Nice, thank you so much for time and help. My plan was to add capacitors to each of the stepper motor drivers (Z1 & Z2) too. Don’t know if it’s needed though. Other boards use it like so.

By drawing the power section like you did, will using the +12V symbol (and net) anywhere on the schematic now give me the benefit of the fuse, diode and capacitor, am I right ?

My plan is though to step down 12V to 7.2V and 5V for use my PCB. The 5V will be powering the nano and 7.2 will power a camera.

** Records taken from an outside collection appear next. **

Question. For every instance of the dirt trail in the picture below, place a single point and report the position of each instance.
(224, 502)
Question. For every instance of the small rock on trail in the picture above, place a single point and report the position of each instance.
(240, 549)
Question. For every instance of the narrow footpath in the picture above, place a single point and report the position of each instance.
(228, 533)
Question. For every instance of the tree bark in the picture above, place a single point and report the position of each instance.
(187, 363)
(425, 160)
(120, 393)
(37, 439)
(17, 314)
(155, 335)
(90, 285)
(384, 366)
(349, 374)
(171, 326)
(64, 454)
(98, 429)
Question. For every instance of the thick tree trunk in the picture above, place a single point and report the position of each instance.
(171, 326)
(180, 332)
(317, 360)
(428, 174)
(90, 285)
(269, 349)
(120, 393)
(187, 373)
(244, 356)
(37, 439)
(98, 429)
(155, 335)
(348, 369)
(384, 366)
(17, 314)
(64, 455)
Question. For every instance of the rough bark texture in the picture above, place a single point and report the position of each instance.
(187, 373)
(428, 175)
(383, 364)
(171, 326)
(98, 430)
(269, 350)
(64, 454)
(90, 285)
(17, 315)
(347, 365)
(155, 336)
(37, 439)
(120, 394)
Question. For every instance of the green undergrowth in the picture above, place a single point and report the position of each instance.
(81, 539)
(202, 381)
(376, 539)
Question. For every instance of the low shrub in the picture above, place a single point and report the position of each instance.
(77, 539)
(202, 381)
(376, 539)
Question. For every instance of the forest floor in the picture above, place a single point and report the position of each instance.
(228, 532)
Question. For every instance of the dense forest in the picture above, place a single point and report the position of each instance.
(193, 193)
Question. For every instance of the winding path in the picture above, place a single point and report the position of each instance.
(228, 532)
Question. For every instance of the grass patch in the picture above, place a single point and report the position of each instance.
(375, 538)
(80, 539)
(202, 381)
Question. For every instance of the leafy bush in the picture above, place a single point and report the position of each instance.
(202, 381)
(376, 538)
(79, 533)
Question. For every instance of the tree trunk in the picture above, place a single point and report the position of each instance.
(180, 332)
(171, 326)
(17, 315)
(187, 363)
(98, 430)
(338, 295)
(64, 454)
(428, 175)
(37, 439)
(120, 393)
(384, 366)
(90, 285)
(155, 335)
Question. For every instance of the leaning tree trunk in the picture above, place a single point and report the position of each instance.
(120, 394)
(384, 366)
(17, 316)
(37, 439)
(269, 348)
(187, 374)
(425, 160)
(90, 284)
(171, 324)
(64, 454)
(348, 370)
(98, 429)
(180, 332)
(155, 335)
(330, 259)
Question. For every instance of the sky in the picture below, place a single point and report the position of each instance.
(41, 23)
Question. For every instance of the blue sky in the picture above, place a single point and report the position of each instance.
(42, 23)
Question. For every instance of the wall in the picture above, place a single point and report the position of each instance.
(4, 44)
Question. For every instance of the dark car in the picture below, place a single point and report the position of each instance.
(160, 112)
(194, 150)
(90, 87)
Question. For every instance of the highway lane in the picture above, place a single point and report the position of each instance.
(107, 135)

Yes. You can also additionally use net labels (hotkey L) to mark special nets. For example the wire between your input connector and the fuse could be labled “+12V_INPUT” or something like this. If you open the schematics setup dialog (right beside the “save” symbol") you can also assign netclasses, like “power”, “high speed”, “LED” or whatever you like. If you assign colors to those net classes you also have an instant impression what type of nets are where on your schematics. Can help greatly with bigger designs, you at you own discretion. Might be looking something like this:

Edit: For the caps on the stepper drivers: follow the instructions in the data sheet or the/a reference design until you are definitely sure you know, what you are doing.

The Nano already has a linear regulator from Vin to its 5V rail so you could power it from 12V, or the 7.2V rail if you prefer to transfer the dissipation to the 12V – 7.2V regulator.

Yeah, I know, I wanted to 1. Not put load on the nano regulator and 2. Learn about creating a voltage regulator circuit.

Did not think about the option to power both camera and nano of the 7.2 volt though. That might be worth doing.